Since 2001, the Mark Morris Dance Group has been working with people with Parkinson’s, designing dance classes around their needs and abilities. (Hilary Schwab)

Since 2001, the Mark Morris Dance Group has been working with people with Parkinson’s, designing dance classes around their needs and abilities. (Hilary Schwab)

The Mark Morris Dance Group has not performed in Philadelphia for 14 years, but that doesn’t mean Philly hasn’t been on his mind.

“I come here periodically because I’m working on a memoir with someone who lives near Philadelphia. So I come pretty frequently,” said Morris. “But to perform here — we’re thrilled, of course. It’s been a long time.”

Morris, one of America’s premiere choreographers, is coming to town in a big way as the first artist-in-residence for the Annenberg Center, the performing arts complex at the University of Pennsylvania.

Publicly, the Mark Morris Dance Group will twice perform “Dance to American Music,” a program of works set to the music of American composers George Gershwin, Henry Cowell, and — a particular favorite of Morris — Lou Harrison.

He will also teach a master class for students from Penn, Drexel, Temple, and UArts, and perform for area high school students. On Saturday, he will participate in a medical symposium about Parkinson’s disease treatment.

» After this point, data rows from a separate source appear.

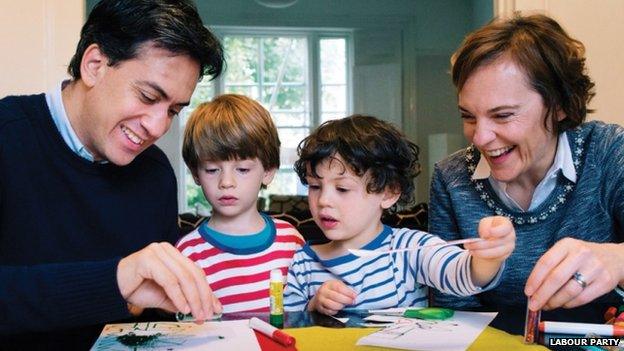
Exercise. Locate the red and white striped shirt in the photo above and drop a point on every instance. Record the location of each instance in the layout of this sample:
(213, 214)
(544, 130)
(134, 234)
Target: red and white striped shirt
(240, 278)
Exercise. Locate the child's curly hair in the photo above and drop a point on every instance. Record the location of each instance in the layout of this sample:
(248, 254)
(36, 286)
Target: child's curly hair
(367, 144)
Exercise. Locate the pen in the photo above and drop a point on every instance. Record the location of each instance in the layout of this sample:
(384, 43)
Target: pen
(531, 325)
(581, 328)
(181, 317)
(270, 331)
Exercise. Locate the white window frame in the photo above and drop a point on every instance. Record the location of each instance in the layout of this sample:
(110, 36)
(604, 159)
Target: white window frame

Since 2001, when the company moved into its own building in Brooklyn, the Mark Morris Dance Group has been working with people with Parkinson’s, designing dance classes around their needs and abilities in an ongoing program called Dancing For PD.

“It has absolute therapeutic value, but I’m not calling it a medical treatment,” said Morris. “It’s not a medical situation. It’s an art situation. Those are related in that art has certain value, that is not the same as medicine or sport, but is urgent for the success of any civilization.”

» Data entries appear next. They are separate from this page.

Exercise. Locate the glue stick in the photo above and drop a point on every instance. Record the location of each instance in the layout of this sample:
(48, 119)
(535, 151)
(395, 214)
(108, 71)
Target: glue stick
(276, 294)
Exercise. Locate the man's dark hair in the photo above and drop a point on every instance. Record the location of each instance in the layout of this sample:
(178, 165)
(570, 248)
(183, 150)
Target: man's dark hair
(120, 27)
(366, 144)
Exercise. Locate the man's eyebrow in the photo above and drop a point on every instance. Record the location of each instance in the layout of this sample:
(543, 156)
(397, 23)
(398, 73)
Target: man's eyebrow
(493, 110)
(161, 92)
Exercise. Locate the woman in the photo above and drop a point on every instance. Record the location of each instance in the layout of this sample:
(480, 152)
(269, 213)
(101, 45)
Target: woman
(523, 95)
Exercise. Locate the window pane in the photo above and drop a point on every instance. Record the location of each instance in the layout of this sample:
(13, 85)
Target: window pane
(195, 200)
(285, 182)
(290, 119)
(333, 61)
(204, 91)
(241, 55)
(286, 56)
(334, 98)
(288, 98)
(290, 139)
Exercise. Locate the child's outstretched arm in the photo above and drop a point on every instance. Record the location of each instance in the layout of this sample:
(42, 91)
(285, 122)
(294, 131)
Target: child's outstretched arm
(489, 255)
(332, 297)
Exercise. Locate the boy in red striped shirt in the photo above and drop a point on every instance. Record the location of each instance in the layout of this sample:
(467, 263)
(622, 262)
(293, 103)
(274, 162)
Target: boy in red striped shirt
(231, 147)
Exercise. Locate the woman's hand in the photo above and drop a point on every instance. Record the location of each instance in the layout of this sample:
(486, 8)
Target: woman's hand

Morris said the classes are meant to be “fun and social,” drawing people out of their homes when advanced Parkinson’s would have otherwise kept them inside.

On Saturday, neurologists with Penn Medicine treating and researching Parkinson’s will join Morris and his dancers for a daylong symposium about the possible therapeutic benefits of movement.

This is the first season for the Annenberg’s artistic and executive director, Christopher Gruits, who launched an artist-in-residence program to bring together departments across campus.

“It allows us to bring together a lot of disparate groups,” said Gruits. “Penn Medicine faculty, staff, and students studying neurology and movement disorders. And, by partnering with the Parkinson Council to bring a larger symposium day, to attract medical professionals and caregivers.”

The Annenberg residency also includes screening a series of films selected by Morris. They range from the seldom seen to the highly obscure. For example, the Shirley Temple film “The Blue Bird” (1940) and the Dr. Seuss adaptation “The 5,000 Fingers of Dr. T” (1953) might be familiar by reputation.

“But something like ‘Hallelujah, I’m a Bum’ (1933), nobody knows that,” said Morris. “It’s so fabulous and so bizarre and wonderful and strange. It rhymes sometimes, and sings and talks in different ways. It’s really quite amazing.”

The four-film series also includes the Rodgers and Hart musical “Love Me Tonight” (1932) with Maurice Chevalier.

The Annenberg Center describes the series as films showing the breadth of the American musical genre. Morris denies he had anything so academic on his mind.

“I like them,” he said. “I thought that was the requirement.”